A Better Path Forward for MSK Patients
This experience reinforced something we have believed for a long time: MSK radiation therapy is underutilized, and the barrier is access rather than efficacy. The treatment works. Compared to surgery, the case is compelling: no incision, no meaningful recovery time, minimal side effects, and a lower overall cost burden on the system. And yet patients frequently end up on the surgical path because that is what is available, what is reimbursed, or what their referring clinician knows to offer. Even as someone inside the industry, with the knowledge and connections to navigate the system, I encountered real insurance challenges, referral complexity, and logistical friction. If it is that difficult for me, it is worth asking what that experience looks like for patients who do not have that background.
Reading surgical horror stories on patient forums while waiting for my second round of treatment, I felt the weight of that access gap more acutely. Many of those patients had no idea that a non-surgical option existed. I found myself regretting not starting treatment two years earlier, though at least I had found my way there. Not everyone does.
“Regret not getting this done two years ago. But at least I am here now.”
Why This Matters for Xstrahl
This is exactly where Xstrahl has a role to play, and a responsibility to step into. The work in MSK goes well beyond building better systems. Bringing treatment closer to patients, making it easier for clinicians to adopt, ensuring reliability so patients can trust the process, supporting reimbursement pathways, and educating the market so that radiation therapy becomes a standard option for Dupuytren’s and other benign MSK conditions rather than a niche one that only a handful of specialists think to offer: these are the things that determine whether the technology actually reaches the people who need it. When you sit in that waiting room, you understand clearly that patients are not thinking about technology. They are thinking about getting better with the least possible disruption to their lives, and that is the standard we should be building toward.
A Final Thought
Walking out after my final fraction, I felt genuinely elated. The treatment was over, yes, but more than that, the whole experience had given me a completely different lens on the work we do. I had read the horror stories about surgery. I had sat in waiting rooms full of people dealing with things far harder than mine. And I had experienced firsthand, without any professional distance to hide behind, what it actually feels like to be on the receiving end of the care we help make possible. That matters. The goal of this work, properly understood, is to make treatment simpler, more accessible, and more human. If we get MSK right, we have the opportunity to change how an entire category of patients is treated and to spare many of them from the surgical path they are currently told is their only option. That is worth building for.

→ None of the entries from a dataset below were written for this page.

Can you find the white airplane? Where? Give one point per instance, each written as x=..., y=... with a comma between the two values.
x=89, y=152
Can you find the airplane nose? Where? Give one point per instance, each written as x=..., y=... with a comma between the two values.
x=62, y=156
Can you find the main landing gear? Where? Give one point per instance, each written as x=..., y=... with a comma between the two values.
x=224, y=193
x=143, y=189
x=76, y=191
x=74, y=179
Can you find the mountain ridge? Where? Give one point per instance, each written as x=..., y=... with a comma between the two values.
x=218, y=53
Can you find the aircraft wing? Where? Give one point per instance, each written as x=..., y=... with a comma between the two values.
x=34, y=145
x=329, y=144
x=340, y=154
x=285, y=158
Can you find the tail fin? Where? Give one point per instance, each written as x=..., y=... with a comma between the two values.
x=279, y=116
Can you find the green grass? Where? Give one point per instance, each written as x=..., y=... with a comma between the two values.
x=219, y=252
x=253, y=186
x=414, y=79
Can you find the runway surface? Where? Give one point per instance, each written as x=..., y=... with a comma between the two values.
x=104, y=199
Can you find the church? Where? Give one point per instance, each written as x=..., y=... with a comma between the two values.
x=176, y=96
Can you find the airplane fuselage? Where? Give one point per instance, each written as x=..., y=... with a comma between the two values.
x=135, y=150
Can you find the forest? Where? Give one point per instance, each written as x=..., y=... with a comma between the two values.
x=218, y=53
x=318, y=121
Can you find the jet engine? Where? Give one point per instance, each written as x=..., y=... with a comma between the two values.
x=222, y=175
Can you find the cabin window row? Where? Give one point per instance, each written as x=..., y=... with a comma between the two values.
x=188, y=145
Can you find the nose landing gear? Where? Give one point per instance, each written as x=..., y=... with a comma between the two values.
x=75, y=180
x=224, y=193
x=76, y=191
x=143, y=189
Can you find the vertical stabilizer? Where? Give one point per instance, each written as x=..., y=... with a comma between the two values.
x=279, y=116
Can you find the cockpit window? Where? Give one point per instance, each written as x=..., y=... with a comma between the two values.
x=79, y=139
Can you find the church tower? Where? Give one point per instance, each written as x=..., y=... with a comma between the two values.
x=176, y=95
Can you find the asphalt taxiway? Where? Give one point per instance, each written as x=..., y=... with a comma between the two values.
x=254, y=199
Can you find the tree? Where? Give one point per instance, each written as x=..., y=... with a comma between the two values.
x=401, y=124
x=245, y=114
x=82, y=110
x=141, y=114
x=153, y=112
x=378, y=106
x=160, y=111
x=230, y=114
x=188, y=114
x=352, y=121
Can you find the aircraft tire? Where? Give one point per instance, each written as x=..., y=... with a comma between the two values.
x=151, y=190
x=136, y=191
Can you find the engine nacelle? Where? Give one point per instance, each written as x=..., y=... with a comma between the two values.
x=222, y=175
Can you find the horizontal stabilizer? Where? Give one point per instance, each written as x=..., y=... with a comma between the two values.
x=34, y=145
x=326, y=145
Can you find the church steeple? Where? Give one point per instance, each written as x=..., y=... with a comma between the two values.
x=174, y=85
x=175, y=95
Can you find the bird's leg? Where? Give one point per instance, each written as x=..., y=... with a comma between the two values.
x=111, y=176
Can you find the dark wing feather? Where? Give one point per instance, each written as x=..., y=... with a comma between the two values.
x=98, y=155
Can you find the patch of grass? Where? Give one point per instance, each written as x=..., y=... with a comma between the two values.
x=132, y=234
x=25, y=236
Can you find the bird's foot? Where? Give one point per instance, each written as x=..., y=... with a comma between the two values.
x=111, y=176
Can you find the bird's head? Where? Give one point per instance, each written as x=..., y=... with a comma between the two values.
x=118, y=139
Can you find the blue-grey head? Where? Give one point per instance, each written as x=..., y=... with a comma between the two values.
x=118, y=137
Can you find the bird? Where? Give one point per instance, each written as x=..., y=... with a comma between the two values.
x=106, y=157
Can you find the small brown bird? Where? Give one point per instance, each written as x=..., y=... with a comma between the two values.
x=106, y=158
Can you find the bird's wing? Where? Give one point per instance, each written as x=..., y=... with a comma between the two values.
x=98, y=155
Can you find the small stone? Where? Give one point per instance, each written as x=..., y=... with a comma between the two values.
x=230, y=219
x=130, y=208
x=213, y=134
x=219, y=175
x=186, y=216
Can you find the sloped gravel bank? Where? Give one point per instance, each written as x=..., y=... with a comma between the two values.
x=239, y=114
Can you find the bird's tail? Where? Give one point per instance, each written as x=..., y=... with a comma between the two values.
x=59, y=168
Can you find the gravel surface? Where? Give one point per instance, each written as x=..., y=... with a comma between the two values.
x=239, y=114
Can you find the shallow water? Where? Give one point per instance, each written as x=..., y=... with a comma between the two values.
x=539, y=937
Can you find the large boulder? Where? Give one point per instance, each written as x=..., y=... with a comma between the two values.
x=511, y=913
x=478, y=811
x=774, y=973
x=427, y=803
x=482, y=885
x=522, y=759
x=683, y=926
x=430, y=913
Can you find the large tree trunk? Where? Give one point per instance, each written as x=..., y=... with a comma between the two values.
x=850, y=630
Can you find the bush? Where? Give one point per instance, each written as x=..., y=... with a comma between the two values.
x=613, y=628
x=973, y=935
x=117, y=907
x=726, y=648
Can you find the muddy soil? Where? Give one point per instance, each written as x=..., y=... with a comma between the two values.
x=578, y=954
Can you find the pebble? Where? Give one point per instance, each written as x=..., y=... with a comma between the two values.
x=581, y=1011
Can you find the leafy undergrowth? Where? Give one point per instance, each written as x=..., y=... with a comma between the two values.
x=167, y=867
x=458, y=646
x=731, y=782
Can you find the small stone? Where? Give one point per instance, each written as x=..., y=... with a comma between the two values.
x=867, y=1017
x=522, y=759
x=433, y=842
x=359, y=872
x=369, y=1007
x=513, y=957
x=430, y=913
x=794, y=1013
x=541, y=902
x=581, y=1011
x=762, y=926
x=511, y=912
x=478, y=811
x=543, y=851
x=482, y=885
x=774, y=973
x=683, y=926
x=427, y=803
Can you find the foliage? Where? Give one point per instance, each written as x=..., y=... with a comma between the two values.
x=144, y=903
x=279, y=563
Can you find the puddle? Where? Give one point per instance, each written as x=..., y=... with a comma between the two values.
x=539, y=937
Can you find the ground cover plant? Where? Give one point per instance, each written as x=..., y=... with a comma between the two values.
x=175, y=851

About Dupuytren’s Contracture
Dupuytren’s contracture is a progressive fibrotic condition affecting the connective tissue of the palm. Nodules and cords form beneath the skin and can gradually pull one or more fingers into a permanently flexed position. It is more common in men over 40, those of Northern European descent, and individuals with a family history of the condition. Low-dose radiation therapy has been shown to slow or halt disease progression, particularly in the early stages, and is a well-established non-surgical treatment option in Europe.